Formellement, cette décomposition sectorielle s'écrit :

Avec :

: le nombre d'heures totales travaillées dans la branche ;

: le nombre d'heures total salariées travaillées dans la branche.

Lorsque la décomposition économique de l'évolution du taux de marge est déclinée à un niveau sectoriel, il n'est pas possible de ventiler la contribution des salaires réels versés par les SNF en salaires réels perçus par les ménages et effets de l'activité partielle.

Ces décompositions du taux de marge des SNF ou des taux de marge sectoriels sont de nature comptable et correspondent donc à un effet ex ante, sans prise en compte des comportements d'adaptation des entreprises.

Source : Insee

II - L'augmentation des prix de la construction est difficilement soutenable pour les collectivités territoriales et s'incrit dans un contexte inflationniste global
A. L'Europe a été marquée par une inflation dynamique entre 2021 et 2024

Entre 2021 et 2024, la moyenne de la croissance annuelle de l'indice des prix à la consommation harmonisé (IPCH)68(*) s'est élevée à +4,7 % dans la zone Euro. Les principaux pays limitrophes de la France, l'Allemagne, l'Espagne et l'Italie ont fait face à une inflation plus importante en 2022, de l'ordre de +8,5 % contre +5,9 % en France.
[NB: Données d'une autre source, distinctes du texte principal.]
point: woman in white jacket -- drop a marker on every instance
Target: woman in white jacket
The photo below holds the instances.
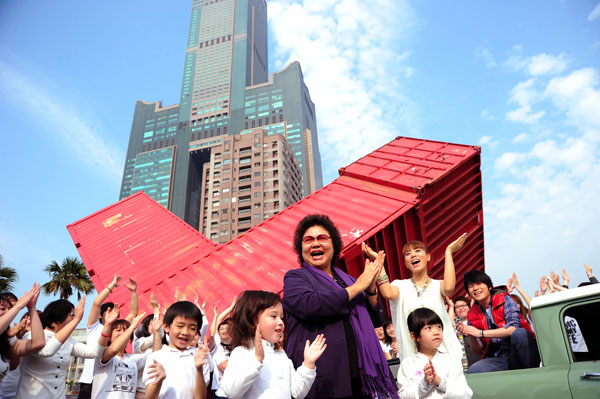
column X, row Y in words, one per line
column 44, row 372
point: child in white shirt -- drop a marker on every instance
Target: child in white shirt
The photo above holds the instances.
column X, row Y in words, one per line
column 175, row 371
column 116, row 372
column 430, row 373
column 257, row 367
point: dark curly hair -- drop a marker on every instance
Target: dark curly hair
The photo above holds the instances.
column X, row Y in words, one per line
column 56, row 312
column 318, row 220
column 245, row 315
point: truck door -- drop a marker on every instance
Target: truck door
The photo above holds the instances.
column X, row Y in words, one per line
column 582, row 326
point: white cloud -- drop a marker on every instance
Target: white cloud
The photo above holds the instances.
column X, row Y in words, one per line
column 577, row 94
column 543, row 64
column 488, row 141
column 70, row 128
column 507, row 160
column 486, row 55
column 520, row 138
column 544, row 200
column 524, row 94
column 485, row 114
column 594, row 14
column 353, row 65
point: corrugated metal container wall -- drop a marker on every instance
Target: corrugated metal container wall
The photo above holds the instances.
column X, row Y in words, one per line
column 408, row 189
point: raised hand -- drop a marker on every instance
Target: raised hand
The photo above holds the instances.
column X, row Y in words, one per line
column 312, row 352
column 259, row 351
column 509, row 285
column 153, row 301
column 369, row 253
column 136, row 320
column 79, row 309
column 35, row 294
column 202, row 353
column 115, row 282
column 155, row 324
column 457, row 244
column 555, row 277
column 131, row 285
column 157, row 371
column 515, row 281
column 543, row 285
column 16, row 329
column 429, row 373
column 566, row 277
column 112, row 314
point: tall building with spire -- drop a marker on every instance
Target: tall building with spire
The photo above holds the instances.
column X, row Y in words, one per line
column 226, row 91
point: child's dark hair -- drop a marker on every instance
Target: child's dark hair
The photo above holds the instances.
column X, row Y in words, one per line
column 477, row 276
column 124, row 324
column 245, row 315
column 105, row 306
column 185, row 309
column 421, row 317
column 387, row 338
column 462, row 299
column 317, row 220
column 56, row 312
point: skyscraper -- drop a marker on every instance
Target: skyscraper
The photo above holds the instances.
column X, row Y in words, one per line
column 226, row 90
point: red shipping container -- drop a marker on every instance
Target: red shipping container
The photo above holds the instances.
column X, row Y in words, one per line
column 408, row 189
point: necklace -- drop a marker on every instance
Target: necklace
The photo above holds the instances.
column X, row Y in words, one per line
column 420, row 290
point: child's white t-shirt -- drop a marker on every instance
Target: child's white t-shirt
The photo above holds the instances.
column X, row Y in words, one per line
column 411, row 378
column 117, row 378
column 245, row 377
column 180, row 369
column 407, row 301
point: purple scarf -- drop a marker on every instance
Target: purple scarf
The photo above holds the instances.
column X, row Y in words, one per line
column 374, row 370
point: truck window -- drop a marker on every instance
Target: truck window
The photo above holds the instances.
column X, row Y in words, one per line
column 583, row 328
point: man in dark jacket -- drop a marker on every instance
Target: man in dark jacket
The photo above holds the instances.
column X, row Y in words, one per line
column 496, row 329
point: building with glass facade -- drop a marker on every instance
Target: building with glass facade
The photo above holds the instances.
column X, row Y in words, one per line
column 226, row 90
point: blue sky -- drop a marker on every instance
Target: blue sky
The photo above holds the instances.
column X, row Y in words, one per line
column 521, row 79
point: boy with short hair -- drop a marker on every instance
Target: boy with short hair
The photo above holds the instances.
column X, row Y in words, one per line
column 496, row 328
column 175, row 372
column 430, row 373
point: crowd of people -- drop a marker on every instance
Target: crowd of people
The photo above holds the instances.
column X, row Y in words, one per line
column 323, row 338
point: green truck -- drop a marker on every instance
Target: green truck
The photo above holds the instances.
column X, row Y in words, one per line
column 567, row 326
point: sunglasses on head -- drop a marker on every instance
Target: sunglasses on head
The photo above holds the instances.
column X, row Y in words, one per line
column 321, row 238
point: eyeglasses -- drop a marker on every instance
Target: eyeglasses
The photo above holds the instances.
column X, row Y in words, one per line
column 321, row 239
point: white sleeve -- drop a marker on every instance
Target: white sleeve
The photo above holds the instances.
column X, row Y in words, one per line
column 52, row 346
column 141, row 345
column 204, row 327
column 88, row 351
column 242, row 370
column 412, row 383
column 302, row 380
column 455, row 385
column 149, row 360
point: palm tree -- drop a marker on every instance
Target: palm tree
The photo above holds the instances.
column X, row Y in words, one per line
column 8, row 276
column 70, row 274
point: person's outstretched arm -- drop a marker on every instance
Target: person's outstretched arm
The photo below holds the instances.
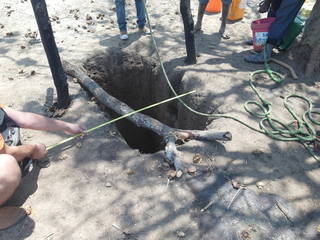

En 2023, la croissance de l'IPCH est moins dynamique dans la zone Euro (+5,4 %) mais reste supérieure à la croissance moyenne observée entre 2005 et 2021 qui s'élève à +1,6 %.

Ainsi, la France et l'ensemble de la zone Euro ont connu les deux plus importantes périodes inflationnistes depuis 2005.

Graphique 12 - Évolution de l'indice des prix à la consommation harmonisé (IPCH)

Source : Eurostat

La classification européenne des fonctions de consommation des ménages permet d'obtenir une ventilation par produit de l'IPCH. Cette nomenclature est harmonisée au niveau européen, ce qui permet de comparer l'évolution des prix par produit pour chaque pays européen.

Afin d'étudier l'évolution des prix de l'investissement, le déflateur, ou prix, de la formation brute de capital fixe (FBCF) peut être utilisé. En 2022, le prix de l'investissement a également augmenté avec une forte hétérogénéité entre États membres : le prix de la FBCF en France a progressé de +6,2 %, tandis que le prix de la FBCF en Allemagne a augmenté de +10,6 %.

Sur longue période, les trajectoires des déflateurs de la FBCF sont globalement alignées entre pays européens ; l'Espagne fait figure d'exception, avec six années consécutives de repli du déflateur de l'investissement sur 2009-2014.

Graphique 13 - Évolution du déflateur de la formation brute de capital fixe

Source : Eurostat

B. Les collectivités territoriales, dont les investissements représentent 21 % de leurs dépenses totales, n'ont pas les ressources pour faire face à l'augmentation des prix

En 2024, selon Eurostat, tous secteurs confondus, les collectivités territoriales ont investi69(*) pour un montant de 67,8 Md€ (2,3 % du PIB), sur un total de 330,0 Md€ de dépenses (11,3 % du PIB). L'État a réalisé 48,2 Md€ de dépenses en FBCF (1,6 % du PIB), sur un total de 670,4 Md€ de dépenses (22,9 % du PIB).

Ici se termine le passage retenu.